Er... not exactly. Adding "using a computer" may sometimes help to make a patent eligible under 35 USC 101, but it generally won't help you with prior art unless the underlying technique is novel or non-obvious.
A patent can cover a substance itself, and you would have to license that patent during its term if you wanted to use your own novel and subsequently patented technique for synthesizing that substance. In such situations, you might cross-license both patents to each other, so that you can both use the technique to manufacture the substance, especially if your synthesis technique was much more cost-effective than theirs.

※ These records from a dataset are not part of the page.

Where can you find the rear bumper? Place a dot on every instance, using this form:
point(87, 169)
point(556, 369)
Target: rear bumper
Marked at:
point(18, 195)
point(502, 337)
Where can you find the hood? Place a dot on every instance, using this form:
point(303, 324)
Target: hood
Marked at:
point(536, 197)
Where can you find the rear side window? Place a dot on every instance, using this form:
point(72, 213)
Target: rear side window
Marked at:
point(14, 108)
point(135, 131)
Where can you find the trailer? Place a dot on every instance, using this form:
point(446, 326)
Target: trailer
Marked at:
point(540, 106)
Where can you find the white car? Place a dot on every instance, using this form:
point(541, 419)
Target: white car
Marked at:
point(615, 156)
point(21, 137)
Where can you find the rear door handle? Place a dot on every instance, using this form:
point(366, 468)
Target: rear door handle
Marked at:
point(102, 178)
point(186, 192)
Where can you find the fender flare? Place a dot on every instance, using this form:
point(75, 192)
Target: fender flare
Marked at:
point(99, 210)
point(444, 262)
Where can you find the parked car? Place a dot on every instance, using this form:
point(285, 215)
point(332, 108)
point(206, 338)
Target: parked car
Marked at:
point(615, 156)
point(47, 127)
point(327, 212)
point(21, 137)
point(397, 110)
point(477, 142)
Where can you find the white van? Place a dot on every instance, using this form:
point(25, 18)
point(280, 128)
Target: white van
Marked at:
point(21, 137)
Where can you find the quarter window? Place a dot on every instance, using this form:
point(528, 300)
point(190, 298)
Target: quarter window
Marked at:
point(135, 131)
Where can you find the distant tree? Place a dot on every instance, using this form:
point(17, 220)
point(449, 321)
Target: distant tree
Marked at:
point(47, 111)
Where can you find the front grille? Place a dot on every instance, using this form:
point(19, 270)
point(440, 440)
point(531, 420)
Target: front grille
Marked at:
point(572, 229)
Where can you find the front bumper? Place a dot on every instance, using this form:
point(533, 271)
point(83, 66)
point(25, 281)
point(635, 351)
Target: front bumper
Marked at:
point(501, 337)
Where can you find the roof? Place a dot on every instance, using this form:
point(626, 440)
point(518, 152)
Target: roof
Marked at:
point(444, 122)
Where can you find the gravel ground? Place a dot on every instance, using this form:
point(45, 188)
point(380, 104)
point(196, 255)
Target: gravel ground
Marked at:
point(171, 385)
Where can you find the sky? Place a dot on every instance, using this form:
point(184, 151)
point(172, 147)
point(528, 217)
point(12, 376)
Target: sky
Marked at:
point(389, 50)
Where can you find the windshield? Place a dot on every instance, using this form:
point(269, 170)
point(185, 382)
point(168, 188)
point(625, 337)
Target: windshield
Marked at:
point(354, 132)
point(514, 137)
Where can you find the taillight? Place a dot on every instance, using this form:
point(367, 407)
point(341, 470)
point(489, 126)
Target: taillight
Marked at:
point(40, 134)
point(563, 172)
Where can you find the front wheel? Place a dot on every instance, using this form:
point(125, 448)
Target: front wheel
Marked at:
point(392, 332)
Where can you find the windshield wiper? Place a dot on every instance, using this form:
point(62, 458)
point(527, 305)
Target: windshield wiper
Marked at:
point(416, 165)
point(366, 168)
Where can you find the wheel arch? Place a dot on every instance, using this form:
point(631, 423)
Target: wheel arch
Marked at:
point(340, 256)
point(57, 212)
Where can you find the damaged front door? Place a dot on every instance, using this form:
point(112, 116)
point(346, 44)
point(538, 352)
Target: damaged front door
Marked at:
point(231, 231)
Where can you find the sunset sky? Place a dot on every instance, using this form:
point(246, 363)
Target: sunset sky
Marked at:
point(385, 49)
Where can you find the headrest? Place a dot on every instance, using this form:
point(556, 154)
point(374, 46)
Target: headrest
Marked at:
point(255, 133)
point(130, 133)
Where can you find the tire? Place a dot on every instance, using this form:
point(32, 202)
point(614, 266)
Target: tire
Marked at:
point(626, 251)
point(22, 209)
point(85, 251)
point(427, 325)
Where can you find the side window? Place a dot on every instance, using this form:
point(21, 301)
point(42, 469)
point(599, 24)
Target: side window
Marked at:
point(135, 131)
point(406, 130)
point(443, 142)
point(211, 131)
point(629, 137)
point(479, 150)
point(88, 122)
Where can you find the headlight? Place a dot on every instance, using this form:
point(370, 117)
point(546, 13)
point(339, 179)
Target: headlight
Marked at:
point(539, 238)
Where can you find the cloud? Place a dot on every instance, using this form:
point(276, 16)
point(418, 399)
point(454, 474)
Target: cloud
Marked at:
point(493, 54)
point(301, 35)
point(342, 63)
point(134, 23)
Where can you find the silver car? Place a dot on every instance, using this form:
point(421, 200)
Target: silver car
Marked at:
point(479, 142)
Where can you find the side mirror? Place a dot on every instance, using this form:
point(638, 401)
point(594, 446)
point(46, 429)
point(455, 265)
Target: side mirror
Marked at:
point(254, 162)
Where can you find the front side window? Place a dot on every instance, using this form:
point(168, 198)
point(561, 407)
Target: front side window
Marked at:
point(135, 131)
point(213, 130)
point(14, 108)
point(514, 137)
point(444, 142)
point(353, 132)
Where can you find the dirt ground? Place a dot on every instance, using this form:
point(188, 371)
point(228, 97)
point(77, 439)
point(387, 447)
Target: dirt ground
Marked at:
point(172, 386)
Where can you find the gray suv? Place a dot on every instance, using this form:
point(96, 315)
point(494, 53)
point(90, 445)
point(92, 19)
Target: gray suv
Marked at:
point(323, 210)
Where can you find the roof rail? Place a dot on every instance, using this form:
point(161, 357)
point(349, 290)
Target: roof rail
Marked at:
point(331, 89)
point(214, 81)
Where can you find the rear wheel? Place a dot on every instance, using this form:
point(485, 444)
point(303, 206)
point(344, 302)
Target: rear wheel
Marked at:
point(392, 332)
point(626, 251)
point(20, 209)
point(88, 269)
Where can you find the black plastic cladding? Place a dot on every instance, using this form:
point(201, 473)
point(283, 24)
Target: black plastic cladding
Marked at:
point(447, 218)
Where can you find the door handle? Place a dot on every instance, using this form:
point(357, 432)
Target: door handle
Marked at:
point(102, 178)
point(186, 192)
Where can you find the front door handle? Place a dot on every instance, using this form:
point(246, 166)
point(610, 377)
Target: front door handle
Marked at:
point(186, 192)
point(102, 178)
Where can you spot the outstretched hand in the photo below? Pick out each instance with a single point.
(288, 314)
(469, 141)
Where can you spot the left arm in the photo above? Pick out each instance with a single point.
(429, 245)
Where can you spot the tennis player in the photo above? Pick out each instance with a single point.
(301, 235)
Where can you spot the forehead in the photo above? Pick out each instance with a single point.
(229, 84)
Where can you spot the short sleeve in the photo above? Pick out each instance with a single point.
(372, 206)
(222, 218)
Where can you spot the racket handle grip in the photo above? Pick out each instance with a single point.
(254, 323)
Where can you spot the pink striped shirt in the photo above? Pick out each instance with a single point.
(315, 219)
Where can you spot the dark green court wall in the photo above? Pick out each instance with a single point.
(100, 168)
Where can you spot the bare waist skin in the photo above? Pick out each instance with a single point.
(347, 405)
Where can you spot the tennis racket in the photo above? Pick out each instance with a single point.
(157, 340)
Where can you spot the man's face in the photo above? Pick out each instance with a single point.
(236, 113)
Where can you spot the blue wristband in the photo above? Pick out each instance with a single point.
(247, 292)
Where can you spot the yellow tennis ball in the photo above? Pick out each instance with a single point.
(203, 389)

And I'm honestly not sure where you're going with the "second patent on the expiry of the first to get control in perpetuity", since you can't get two patents for the same thing. You could get a patent for a new technique of synthesizing a substance when you had a prior patent on the substance itself, but if someone else comes up with their own technique, you only have the original patent to protect you.
On a side note, EDTX's lock on patent troll lawsuits may be winding down. One provision in the new patent bill is that you can't join multiple defendants solely because the defendants happened to allegedly infringe the same patent (i.e., through separate unrelated actions). That, combined with other recent case law on venue shopping, will make it a lot easier for defendants to get a change of venue out of EDTX, especially when it's shown that the plaintiff's presence there is superficial.
The basic idea is to take a computational chemistry package and run it through a genetic algorithm to search for suitable candidates that solve certain problems.
Here, try mine.
Chembench is a web-based computational chemistry tool, runs genetic algorithm based models (among others).
The physics were over my head, too, but that wasn't a problem. We used commercial descriptor calculation tools for a while. Now the open-source chemical descriptors provided in CDK are getting good enough to replace those.
Actually, superconductivity has not been properly modeled in quantum mechanics. There are theories about it, but proper models are Not There Yet (TM).
So, they can do hardness and such, but not superconductivity. But this is pioneering work so...
From TFA,
The suggestion that a high-pressure form of TiO2 is the hardest oxide was made by Swedish researchers in a highly-cited paper published in 2001 in Nature. However, calculations show that all possible forms of TiO2 are much softer than common corundum, Al2O3, and therefore the experimental data from 2001 has to be reconsidered. The latest experiments done at Yale University and the University of Tokyo point in the same direction.
I'm not certain who wrote this, but experimental data always trumps calculation. If calculation does not match experiment, it is calculation that is wrong. Only experimental data, as in the last sentence, can counter experimental data... Who writes these things?